In an announcement this morning, exactly one year after the Supreme Court of the United States ruled to legalize same-sex marriage, President Obama has designated the Stonewall Inn in New York City as the first National Park Service monument dedicated to the battle, courage, and resilience of LGBT Americans.
The area that will fall under the protection of the national monument designation, which includes: The Inn itself, as well as Christopher Park, located across from the Stonewall Inn in Greenwich Village. The two locations have long stood as iconic landmarks for the LGBT community and continue to be a gathering place for demonstrations.
The significance of Stonewall as the centerpiece to the new national monument goes back to the Stonewall riots of 1969. On June 28, 1969, police raided the Stonewall Inn in an effort to enforce a law that, at the time, prohibited the sale of alcohol to homosexuals.
In addition to the new national monument designation, the White House has released a video, narrated by President Obama, that discusses the historical significance of this landmark.
“I’m designating the Stonewall National Monument as the newest addition to America’s National Park System. Stonewall will be our first national monument to tell the story of the struggle for LGBT rights. I believe our national parks should reflect the full story of our country, the richness and diversity and uniquely American spirit that has always defined us. That we are stronger together.
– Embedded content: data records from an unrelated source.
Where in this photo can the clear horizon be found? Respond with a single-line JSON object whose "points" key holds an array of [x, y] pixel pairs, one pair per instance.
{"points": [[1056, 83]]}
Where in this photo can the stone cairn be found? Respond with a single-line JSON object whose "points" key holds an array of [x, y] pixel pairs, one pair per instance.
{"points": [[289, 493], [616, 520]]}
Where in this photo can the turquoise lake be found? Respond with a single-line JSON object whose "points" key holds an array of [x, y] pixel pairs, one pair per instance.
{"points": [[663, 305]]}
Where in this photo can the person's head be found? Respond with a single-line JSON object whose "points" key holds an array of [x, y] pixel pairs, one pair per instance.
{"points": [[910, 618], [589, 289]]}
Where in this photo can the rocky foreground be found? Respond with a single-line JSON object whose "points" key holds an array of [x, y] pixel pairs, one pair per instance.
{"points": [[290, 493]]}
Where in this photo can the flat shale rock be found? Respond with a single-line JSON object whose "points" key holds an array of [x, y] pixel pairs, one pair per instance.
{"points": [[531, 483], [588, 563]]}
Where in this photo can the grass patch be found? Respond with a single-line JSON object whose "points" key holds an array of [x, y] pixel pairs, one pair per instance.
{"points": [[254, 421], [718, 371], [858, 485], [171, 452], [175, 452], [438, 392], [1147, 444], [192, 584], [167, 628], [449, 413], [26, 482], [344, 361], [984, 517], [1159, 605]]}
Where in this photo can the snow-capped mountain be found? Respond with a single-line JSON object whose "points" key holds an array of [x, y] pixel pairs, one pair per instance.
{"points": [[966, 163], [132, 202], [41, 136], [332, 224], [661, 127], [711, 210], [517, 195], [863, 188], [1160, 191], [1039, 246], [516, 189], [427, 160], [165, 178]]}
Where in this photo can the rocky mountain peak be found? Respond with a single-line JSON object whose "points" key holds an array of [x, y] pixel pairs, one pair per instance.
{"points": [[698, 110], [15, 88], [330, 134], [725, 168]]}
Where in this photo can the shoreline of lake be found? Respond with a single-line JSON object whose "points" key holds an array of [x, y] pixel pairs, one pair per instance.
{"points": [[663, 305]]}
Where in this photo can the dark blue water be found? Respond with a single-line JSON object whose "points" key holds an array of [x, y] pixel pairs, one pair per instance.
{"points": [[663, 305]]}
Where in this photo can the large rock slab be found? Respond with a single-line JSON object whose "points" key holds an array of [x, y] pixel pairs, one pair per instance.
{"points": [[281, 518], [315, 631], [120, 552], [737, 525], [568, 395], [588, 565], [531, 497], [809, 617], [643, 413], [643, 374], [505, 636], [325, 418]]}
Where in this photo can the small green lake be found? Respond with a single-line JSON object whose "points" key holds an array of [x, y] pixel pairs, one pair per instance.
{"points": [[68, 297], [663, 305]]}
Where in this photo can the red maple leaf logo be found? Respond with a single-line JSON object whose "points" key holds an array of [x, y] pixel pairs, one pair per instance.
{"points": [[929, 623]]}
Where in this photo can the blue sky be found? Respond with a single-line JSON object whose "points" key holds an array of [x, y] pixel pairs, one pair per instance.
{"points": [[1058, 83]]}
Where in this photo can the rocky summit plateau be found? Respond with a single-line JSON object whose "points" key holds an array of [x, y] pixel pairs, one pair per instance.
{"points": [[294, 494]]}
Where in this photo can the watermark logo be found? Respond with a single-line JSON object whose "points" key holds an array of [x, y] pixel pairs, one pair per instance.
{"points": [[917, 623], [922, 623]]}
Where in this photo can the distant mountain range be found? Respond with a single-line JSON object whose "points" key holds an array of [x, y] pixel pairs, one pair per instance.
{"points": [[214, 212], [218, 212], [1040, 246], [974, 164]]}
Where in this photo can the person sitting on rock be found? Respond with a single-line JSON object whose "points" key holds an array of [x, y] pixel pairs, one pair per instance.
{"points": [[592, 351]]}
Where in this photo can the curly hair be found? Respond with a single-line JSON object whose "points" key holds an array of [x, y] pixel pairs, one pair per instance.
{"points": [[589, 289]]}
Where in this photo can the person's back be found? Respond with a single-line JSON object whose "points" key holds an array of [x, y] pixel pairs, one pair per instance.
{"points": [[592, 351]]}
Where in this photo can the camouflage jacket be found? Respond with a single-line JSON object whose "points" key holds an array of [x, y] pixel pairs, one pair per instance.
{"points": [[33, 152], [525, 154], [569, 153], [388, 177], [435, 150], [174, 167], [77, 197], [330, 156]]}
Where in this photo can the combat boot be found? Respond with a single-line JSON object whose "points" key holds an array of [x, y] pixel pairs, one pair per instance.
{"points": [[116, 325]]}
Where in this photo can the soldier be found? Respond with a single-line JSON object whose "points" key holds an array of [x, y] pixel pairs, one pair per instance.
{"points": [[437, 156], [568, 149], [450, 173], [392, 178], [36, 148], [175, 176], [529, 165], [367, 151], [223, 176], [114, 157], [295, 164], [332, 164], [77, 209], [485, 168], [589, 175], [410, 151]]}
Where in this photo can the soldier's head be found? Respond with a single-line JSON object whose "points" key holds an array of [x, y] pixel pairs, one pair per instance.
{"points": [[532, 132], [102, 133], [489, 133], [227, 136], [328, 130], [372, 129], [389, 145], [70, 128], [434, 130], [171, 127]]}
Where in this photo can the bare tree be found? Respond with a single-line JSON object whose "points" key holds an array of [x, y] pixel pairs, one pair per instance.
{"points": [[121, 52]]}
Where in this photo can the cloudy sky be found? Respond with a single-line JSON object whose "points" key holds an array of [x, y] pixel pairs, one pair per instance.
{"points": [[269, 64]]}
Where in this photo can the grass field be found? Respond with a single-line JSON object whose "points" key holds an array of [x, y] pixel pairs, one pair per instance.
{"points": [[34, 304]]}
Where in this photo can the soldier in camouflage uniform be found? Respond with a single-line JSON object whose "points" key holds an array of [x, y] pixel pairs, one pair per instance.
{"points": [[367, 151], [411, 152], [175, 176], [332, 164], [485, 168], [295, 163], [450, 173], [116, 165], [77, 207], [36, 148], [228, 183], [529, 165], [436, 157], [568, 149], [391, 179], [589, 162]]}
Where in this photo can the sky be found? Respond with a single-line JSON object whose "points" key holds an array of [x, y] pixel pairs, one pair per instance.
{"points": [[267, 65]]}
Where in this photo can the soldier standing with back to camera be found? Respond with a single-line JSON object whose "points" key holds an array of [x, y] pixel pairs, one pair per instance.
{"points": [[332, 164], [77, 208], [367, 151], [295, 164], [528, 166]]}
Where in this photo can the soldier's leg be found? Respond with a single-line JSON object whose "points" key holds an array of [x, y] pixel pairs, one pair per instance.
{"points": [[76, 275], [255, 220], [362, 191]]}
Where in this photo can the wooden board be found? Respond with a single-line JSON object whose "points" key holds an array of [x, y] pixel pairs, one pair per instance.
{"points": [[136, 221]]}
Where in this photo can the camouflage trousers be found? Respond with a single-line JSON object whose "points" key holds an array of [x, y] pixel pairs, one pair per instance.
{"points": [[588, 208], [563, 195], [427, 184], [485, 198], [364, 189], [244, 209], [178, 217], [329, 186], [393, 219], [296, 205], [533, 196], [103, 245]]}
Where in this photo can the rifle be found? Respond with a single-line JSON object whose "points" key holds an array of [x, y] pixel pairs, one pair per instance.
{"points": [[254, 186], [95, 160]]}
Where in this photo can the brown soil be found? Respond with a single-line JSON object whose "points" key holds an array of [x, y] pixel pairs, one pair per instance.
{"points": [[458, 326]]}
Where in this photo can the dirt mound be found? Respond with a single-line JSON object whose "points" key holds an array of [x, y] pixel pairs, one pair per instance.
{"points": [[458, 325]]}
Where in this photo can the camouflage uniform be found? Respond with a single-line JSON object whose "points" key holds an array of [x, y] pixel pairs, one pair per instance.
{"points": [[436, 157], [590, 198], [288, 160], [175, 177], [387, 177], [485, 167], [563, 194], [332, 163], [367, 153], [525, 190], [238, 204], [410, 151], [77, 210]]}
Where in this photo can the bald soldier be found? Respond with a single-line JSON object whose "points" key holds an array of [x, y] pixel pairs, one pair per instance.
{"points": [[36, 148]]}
That out of many, we are one.” – President Obama
The video also addresses the recent attack on the Pulse nightclub in Orlando.
The White House also stated in a release:
“Although the LGBT civil rights movement has made significant progress in the pursuit of equal rights and protections under the law, there is still more work to do. As seen two weeks ago in Orlando, FL, LGBT Americans continue to face acts of violence, discrimination, and hate. LGBT people of color are especially at risk. The Administration is committed to continuing the fight for dignity, acceptance and equal rights for all Americans — no matter who they are or who they love.”